À Paris, en présence du Président de la République, une réunion d’état-major dirigée par Joffre, a lieu pour débattre des programmes d’équipements lourds, de l’appel de la classe 18 (jeunes âgés de 18 ans) et de la réorganisation des divisions de quatre à trois régiments, « au fur et à mesure que les ressources d’infanterie diminueront ». (Rémy Porte)
L’Italie déclare la guerre à l’Allemagne.
Au cours de l’été 1916, le Musée du Service de santé des armées est créé au Val-de-Grâce.
« Depuis le départ des hostilités, le corps médical tout entier a mis au service de la Patrie son intelligence, son activité et son dévouement. Il importe qu’il reste une trace matérielle de ses efforts et il importe au plus haut degré que l’expérience acquise au point de vue scientifique et médical, constitue pour les études futures un élément d’instruction et de progrès. […] ». Justin Godart
En plein conflit, alors que l’hôpital militaire du Val-de-Grâce accueille un grand nombre de blessés en provenance de Verdun, Justin Godart, sous-secrétaire d’État au Service de santé décide d’y installer un conservatoire national de l’action du Service de santé. Le 5 mai 1916, l’établissement « Documents, Objets et Archives de guerre » est créé.

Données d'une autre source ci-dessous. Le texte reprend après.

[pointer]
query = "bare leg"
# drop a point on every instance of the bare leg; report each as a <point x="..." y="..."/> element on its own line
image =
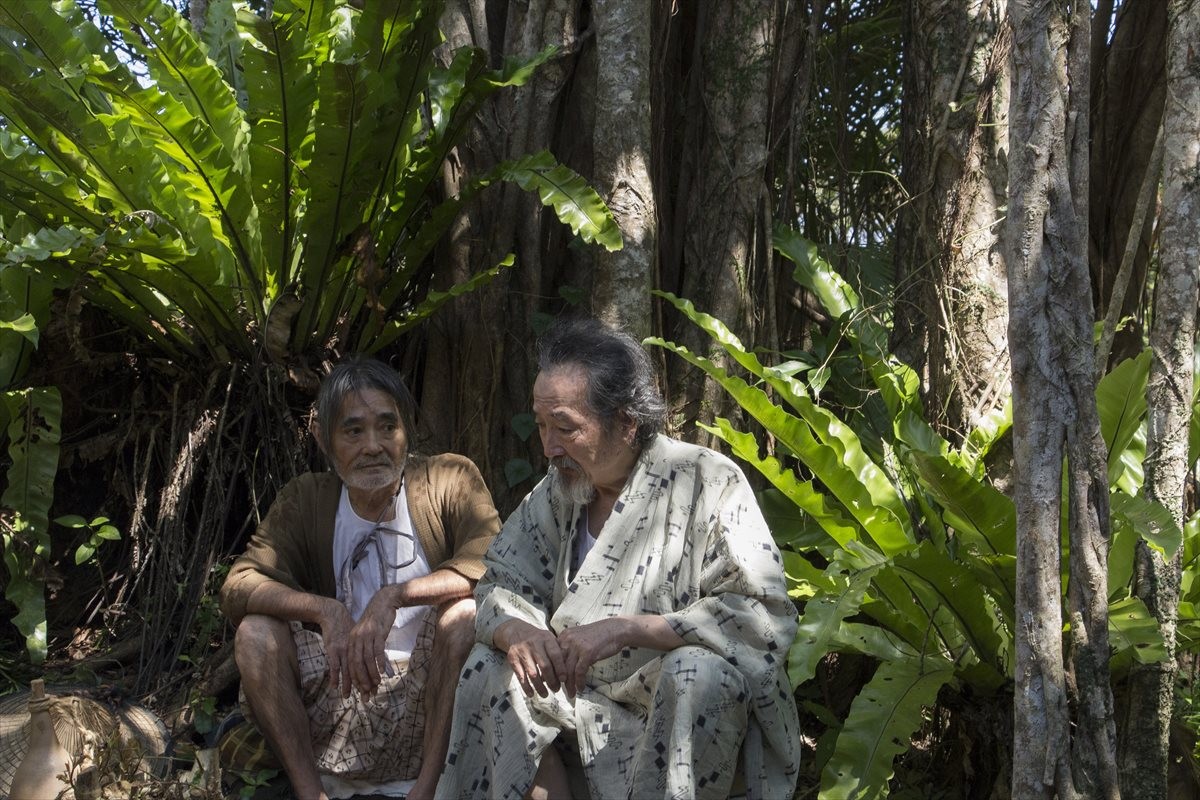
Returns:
<point x="270" y="677"/>
<point x="551" y="782"/>
<point x="453" y="641"/>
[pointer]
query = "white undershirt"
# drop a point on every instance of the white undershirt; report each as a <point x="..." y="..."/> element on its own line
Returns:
<point x="583" y="541"/>
<point x="349" y="529"/>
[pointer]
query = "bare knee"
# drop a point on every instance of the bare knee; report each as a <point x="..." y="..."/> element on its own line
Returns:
<point x="263" y="647"/>
<point x="455" y="632"/>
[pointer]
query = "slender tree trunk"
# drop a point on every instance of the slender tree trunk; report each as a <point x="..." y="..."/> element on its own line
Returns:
<point x="622" y="150"/>
<point x="1145" y="734"/>
<point x="1127" y="104"/>
<point x="1055" y="415"/>
<point x="478" y="367"/>
<point x="952" y="312"/>
<point x="723" y="208"/>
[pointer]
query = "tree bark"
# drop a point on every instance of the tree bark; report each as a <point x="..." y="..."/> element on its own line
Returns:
<point x="1055" y="415"/>
<point x="1145" y="732"/>
<point x="622" y="148"/>
<point x="952" y="312"/>
<point x="723" y="197"/>
<point x="1127" y="106"/>
<point x="478" y="362"/>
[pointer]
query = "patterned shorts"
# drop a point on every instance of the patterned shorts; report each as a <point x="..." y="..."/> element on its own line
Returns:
<point x="372" y="738"/>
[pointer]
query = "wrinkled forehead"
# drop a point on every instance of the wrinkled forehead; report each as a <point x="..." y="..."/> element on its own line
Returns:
<point x="562" y="391"/>
<point x="364" y="405"/>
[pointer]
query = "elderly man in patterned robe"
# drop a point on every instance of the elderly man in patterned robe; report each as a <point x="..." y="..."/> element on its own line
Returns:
<point x="633" y="617"/>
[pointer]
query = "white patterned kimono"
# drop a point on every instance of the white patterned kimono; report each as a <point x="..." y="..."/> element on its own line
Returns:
<point x="685" y="540"/>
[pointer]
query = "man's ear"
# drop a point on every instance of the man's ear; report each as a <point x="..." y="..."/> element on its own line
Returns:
<point x="630" y="432"/>
<point x="315" y="429"/>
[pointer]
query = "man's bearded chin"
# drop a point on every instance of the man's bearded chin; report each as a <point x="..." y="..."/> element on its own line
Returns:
<point x="365" y="479"/>
<point x="575" y="483"/>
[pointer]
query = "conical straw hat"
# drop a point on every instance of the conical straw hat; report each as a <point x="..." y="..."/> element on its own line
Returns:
<point x="81" y="723"/>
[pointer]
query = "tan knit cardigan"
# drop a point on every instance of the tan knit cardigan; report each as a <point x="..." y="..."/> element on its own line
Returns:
<point x="448" y="500"/>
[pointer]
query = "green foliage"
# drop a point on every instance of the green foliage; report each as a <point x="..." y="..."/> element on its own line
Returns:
<point x="263" y="192"/>
<point x="99" y="531"/>
<point x="268" y="186"/>
<point x="34" y="433"/>
<point x="897" y="542"/>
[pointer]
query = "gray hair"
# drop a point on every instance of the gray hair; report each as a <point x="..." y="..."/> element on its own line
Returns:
<point x="357" y="374"/>
<point x="621" y="378"/>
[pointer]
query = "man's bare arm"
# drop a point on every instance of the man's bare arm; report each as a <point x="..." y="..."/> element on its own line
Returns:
<point x="433" y="589"/>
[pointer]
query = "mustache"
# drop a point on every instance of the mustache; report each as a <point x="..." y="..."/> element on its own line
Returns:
<point x="367" y="463"/>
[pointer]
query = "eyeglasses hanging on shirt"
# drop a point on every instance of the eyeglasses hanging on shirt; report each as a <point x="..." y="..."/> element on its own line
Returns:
<point x="406" y="553"/>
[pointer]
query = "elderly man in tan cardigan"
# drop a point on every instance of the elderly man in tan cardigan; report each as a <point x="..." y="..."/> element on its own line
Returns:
<point x="353" y="600"/>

Le musée du Val-de-Grâce, avec les collections d’objets historiques et les pièces anatomiques de l’École d’application, va devenir à partir de 1916 le musée illustrant l’ensemble du Service de santé. Justin Godart attribue des moyens importants, réunissant des médecins spécialistes, des conservateurs, et des bibliothécaires. Des artistes reçoivent pour mission de réaliser des œuvres (dessins, peintures, sculptures, maquettes, photographies…) ayant pour thème unique le secours aux blessés.

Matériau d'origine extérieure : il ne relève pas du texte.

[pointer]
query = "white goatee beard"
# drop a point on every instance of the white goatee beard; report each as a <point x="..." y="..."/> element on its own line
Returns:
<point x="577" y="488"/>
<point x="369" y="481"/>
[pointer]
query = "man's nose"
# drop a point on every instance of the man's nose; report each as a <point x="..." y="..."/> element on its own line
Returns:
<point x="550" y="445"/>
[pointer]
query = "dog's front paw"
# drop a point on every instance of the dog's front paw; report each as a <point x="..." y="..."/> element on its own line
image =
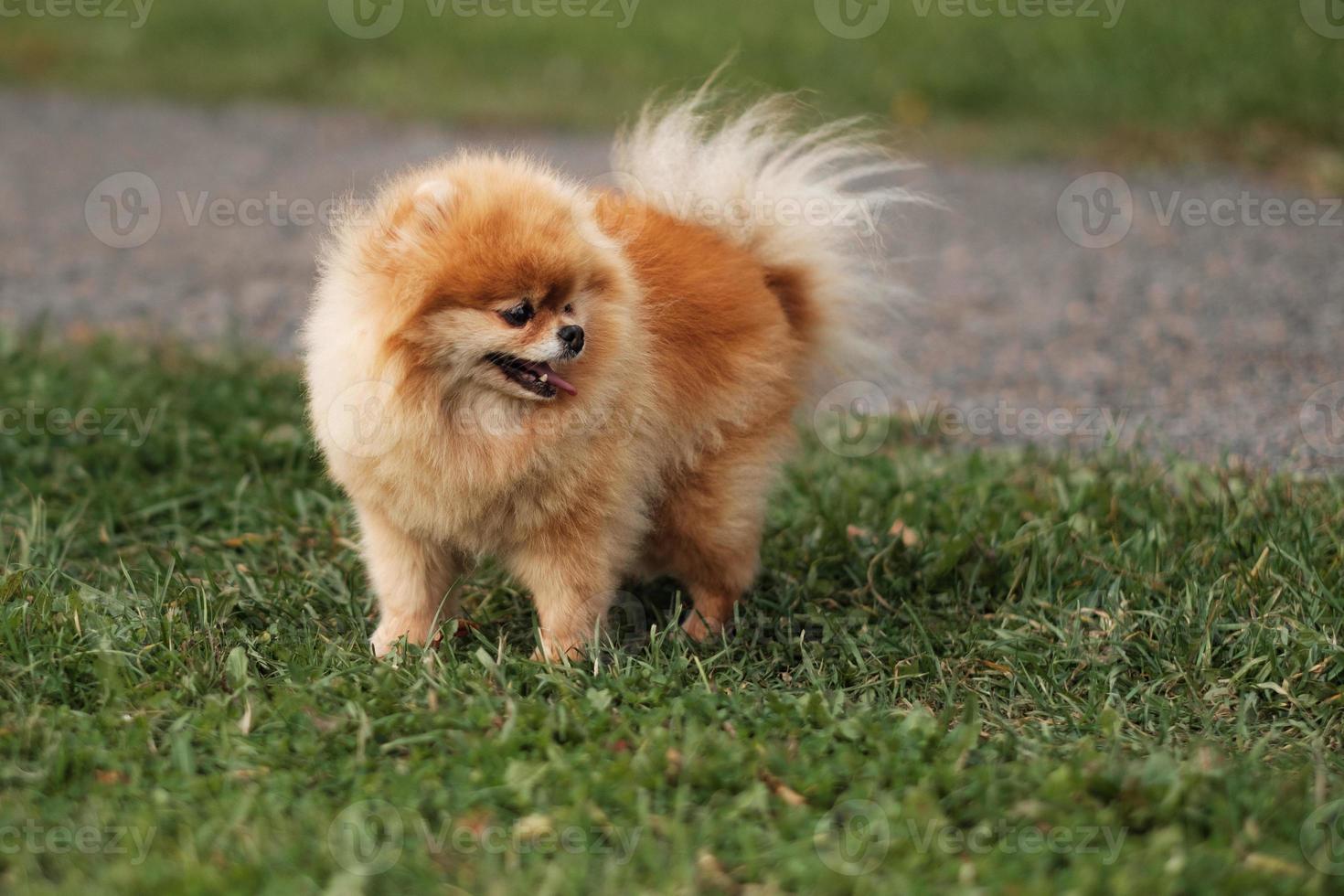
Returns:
<point x="390" y="632"/>
<point x="557" y="650"/>
<point x="698" y="627"/>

Inauguré le 2 juillet 1916, le musée conserve près de dix mille objets et cent mille dossiers d’archives, avec l’appellation « Musée du Service de santé ». Il est composé de cinq sections. La section des archives présente le fond historique et regroupe les documents sur l’organisation du Service de santé durant la guerre. La section anatomo-clinique rassemble plus de 6 000 pièces, illustrant les lésions produites par les engins vulnérants ou les gaz de combat. La chirurgie de guerre est représentée par des moulages, des dessins, des aquarelles… L’exceptionnelle collection des moulages des « Gueules Cassées » montre l’essor pris par la chirurgie maxillo-faciale pendant le conflit. La section des matériels sanitaires couvre tout le XIXe siècle, enrichie par les objets de la Grande Guerre. La section historique conserve les souvenirs de l’action de cette « Armée qui soigne » avec les secours aux blessés depuis le champ de bataille jusqu’à l’hôpital, la vie au front sous le feu de l’ennemi et les soldats atteints de psychonévrose de guerre.
Moulages en cire avant et après chirurgie réparatrice du visage.
©Musée du Service de Santé des Armées
Justin Godart (1871-1956), docteur en droit et homme politique français, député du Rhône (1906-1926). Sous-secrétaire d’État au Service de santé militaire (1915-1918), Ministre du Travail et de l’Hygiène (1924-1925), Ministre de la Santé (1932-1933), Fondateur de la ligue contre le cancer.